The crux of Observability is gaining visibility into running applications, lifting the lid on the black box and peering inside at the inner workings. The more metrics, logs and traces collected the better the visibility, Murphy’s Law clearly states that the item of information needed at a critical time is the one that was not collected. The paradox is that the vast majority of the data collected is only pertinent for a relatively short time and can be discarded once its usefulness has expired.
Observability platform vendors play on our insecurity that we might miss an important data point and therefore encourage us to collect ever increasing amounts of data, keeping it for as long as possible. No surprise that they play on our paranoia, their pricing structures are directly tied to the volume of data; more data equals more money. For many organisations the observability platform bill runs a close second to the cloud platform bill. Perhaps there is a more cost efficient way to achieve maximum observability at minimum cost? Organisations should not compromise visibility in fear of the bill.
Observe Everything Retain Only What Matters
The primary goal of observability is to enable an organisation to know that their transactional applications are serving requests in a prompt and error free manner. If an application should fail to meet its Service Level Objectives, collected observability data should provide sufficient insights to enable DevOps and SRE teams to identify possible solutions to restore service levels. Only a small subset of this data is required for long term reporting, for example, knowing system CPU usage on a VM that was deprovisioned six months ago is a total waste of space.
Clearly there are essentially two tiers required for efficient management of observability data: high density short term and low density long term storage.
Asserts Data Distiller™ automates data efficiency for your observability data.
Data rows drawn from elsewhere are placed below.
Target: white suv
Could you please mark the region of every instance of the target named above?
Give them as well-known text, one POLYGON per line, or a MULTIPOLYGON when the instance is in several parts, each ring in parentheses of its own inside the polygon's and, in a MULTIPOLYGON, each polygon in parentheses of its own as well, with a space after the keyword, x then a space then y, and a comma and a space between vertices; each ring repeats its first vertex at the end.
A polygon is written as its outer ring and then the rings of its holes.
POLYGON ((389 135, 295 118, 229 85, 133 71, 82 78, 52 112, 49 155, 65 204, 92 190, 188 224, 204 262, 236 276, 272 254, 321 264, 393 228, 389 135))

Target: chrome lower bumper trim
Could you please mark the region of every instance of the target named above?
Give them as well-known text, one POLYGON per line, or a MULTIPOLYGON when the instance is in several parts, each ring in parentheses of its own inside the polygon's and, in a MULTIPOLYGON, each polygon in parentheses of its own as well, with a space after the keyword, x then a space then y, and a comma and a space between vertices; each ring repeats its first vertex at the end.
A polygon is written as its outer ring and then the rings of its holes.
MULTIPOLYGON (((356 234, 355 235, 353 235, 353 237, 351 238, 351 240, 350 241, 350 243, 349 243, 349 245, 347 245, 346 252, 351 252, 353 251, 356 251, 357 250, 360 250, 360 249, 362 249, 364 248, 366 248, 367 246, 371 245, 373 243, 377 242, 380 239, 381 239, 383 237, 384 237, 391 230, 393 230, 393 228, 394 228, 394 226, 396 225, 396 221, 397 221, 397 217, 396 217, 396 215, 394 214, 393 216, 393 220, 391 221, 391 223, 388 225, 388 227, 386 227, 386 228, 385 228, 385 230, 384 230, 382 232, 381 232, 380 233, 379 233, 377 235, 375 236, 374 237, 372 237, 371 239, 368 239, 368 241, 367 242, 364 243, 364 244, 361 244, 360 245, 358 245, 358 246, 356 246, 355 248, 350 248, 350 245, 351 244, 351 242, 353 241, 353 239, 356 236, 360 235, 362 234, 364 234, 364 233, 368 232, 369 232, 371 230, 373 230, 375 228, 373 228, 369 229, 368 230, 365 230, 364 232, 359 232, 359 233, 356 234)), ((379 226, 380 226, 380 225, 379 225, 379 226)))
The Prometheus exporters and client libraries capture a richer set of metrics than their commercial equivalents, ensuring maximum visibility. Asserts Data Distiller™ queries the short term metric store(s), normalises the metric data, calculates baselines and persists it in its own Prometheus compatible long term metric store. The normalised long term data is 10 - 20 times smaller in storage and compute requirements than the high cardinality metric data making it cost effective for long term reporting.
Traces are the greatest overhead both in terms of processing compute and storage requirements. Commercial observability tools offer head and/or tail based sampling in an attempt to provide you with some control over which traces are captured and/or retained and therefore make an effort to constrain the costs. Open Telemetry only offers head based sampling, which is a blunt instrument with a very high possibility of missing some useful traces; remember Murphy’s Law. Tail based sampling is better because it can apply intelligent algorithms across all trace data. However, there is extra cost involved: the observability provider will charge for the extra trace data processed and the cloud provider will charge for the extra data egress.
Asserts Data Distiller™ uses the best of both approaches for trace data. It is a processor that plugs into the Open Telemetry collector. All received spans are processed and directly converted into RED and relationship metrics which go directly into the high resolution metric data store. This information is used by Asserts to generate baselines and the Entity Graph. The calculated baseline information is queried by the distiller from the Asserts data store and used to determine if a trace is slow. Only slow traces, those with the error flag set and periodic traces are forwarded to the tracing store e.g. Jaeger. This intelligent approach to trace sampling considerably reduces trace processing and storage requirements while guaranteeing that important information is not dropped.
Maximum Observability Minimum Cost
Observability is mandatory but it does not have to cost so much. Asserts Data Distiller™ provides maximum observability at high resolution while efficiently managing data processing and storage requirements thus reducing costs.
An application with a Service Level Objective of 99% of requests being prompt and error free. If the application stays just within its SLO, then only 1% of the request traces will be captured; just the slow and erroneous ones. If traces were randomly sampled at just 1%, too many useful traces would be dropped and the collected traces would not provide sufficient information to troubleshoot any incidents. Asserts Data Distiller™ intelligent sampling provides complete visibility with maximum efficiency, significantly reducing the costs associated with tracing and long term metric storage.